I started the past few days out with not feeling well. I was reading up on different people's cases of MS and comparing them to my own. I realized that this isn't something to take lightly, and I need to take better care of myself. I was so depressed that I stopped eating. I stopped taking care of myself. I am now reading about proper diets for people with MS, and I'm starting to make changes.
I read about different symptoms that people have had, things that helped them be diagnosed, and I realized- I've had MS much longer than I've known. I've had it since I was a baby.
The headaches, the weakness, the sensitivity to the sun, the fatigue, the Vitamin B12 deficiency, the Anemia- everything contributes to my diagnosis, and I've had all of these symptoms since I was a baby. I used to scream when I'd go out in the sun when I was a baby. I was given baby Advil all through my infantry.

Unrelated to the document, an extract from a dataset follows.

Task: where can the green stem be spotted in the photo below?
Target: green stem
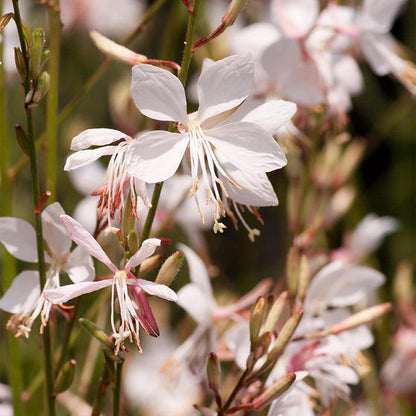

When I was 11 years old I had a CATscan done because a neurologist thought I had a brain tumor, because I had such bad headaches so frequently. The couldn't find anything because they didn't know what to look for in someone so young. I ended up being diagnosed with an extended overdose on painkillers. Had they have looked deeper into my brain, had they have considered MS, I'm sure I would have been diagnosed.
There is a strong connection with frequent headaches and MS.
In highschool I used to have doctors notes to get me out of doing outdoor activity, because I'd go out into the sun and as soon as I'd get moving around, I'd black out and faint. It happened multiple times. People with MS can't regulate heat in their body and once I overheat, I faint or black out. I played softball until I was 15 but had to stop because I couldn't keep up under the sun. My gym teachers thought it was a load of bullshit.
I told my doctors for years that I thought I was Anemic. They didn't see it because I always wore makeup. I have dark undereye circles from my iron deficiency and after I was diagnosed they had to test my blood to find out which Vitamins I needed, and I was directed to take a -lot- of iron because I am so deficient. If I forget to take my Vitamins 3 times a day, you can see it in my face. I went into the emergency at the hospital once because of an extreme anxiety attack and I wasn't wearing makeup, and the nurse admitting me into the hospital asked me if I was Anemic just by looking at me. My doctors would never test me though, even though I asked and asked for them to check my blood.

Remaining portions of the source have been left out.